For most of history, passports and visas were two words for the same thing and in Europe and the US they were only occasionally required during wartime in order to exclude dangerous foreigners. In 1941, the US was again at war and congress again created the authority to deny entry into the US of foreigners who were deemed dangerous to the Republic and this time the authority was never revoked. In 1979, the US government made it illegal for Americans to travel abroad without a passport (except to Mexico and Canada). Until around this time there was essentially no de-facto controls over people crossing America’s land border with Mexico and Canada. That gradually began to change and as a result, Mexican migration became a lot more permanent. Mexicans had been accustomed to just doing seasonal work in the US and then returning home to Mexico because they could cross the border freely and after border crossings started to be regulated, they started to put down roots in America in much larger numbers.
In the early 2000s, the government started talking about requiring passports for travel to Canada and Mexico for the first time. In 2006, about 75 million travelers crossed the US-Canadian border by land and about 87 million by air. By contrast, there were 234 million crossings of the US border with Mexico.
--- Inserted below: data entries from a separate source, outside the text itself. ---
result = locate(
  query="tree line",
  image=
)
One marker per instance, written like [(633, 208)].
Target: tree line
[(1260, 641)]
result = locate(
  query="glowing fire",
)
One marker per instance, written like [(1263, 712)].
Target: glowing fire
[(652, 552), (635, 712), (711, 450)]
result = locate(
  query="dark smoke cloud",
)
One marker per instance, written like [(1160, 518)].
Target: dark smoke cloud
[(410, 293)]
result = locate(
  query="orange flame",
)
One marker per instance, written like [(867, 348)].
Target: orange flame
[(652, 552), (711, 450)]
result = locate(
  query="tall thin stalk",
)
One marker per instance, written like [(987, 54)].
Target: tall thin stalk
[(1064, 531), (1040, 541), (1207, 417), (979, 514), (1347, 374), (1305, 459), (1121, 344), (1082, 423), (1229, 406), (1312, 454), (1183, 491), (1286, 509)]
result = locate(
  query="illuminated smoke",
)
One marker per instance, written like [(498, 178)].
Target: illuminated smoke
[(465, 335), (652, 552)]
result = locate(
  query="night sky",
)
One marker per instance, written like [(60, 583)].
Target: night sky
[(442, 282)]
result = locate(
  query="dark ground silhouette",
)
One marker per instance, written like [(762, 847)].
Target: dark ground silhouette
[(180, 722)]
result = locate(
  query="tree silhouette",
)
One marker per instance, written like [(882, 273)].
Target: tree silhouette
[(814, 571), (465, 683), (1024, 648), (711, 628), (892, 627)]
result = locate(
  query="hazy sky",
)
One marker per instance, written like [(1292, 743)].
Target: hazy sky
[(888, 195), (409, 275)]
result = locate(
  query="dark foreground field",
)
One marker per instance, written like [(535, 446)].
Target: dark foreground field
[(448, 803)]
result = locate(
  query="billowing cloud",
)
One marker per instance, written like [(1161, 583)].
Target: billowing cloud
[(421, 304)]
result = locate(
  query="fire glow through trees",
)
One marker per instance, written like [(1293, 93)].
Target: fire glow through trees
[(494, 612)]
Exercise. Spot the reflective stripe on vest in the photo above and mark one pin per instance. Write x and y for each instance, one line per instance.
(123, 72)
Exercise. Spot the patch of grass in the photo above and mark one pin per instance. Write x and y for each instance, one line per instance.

In June 2009, the Western Hemisphere Travel Initiative (WHTI) started requiring passports (or related international travel documents) for movement across these borders and the percent of U.S. citizens owning a valid passport has nearly doubled since the government started talking about requiring passports for travel to our nearest neighbors:
One reason passports are becoming more popular is that international tourism has been growing, and the other reason is that government bureaucrats have been increasing their control over international travel over the past century. The Statue of Liberty is undoubtedly happy about the first reason and sad about the latter.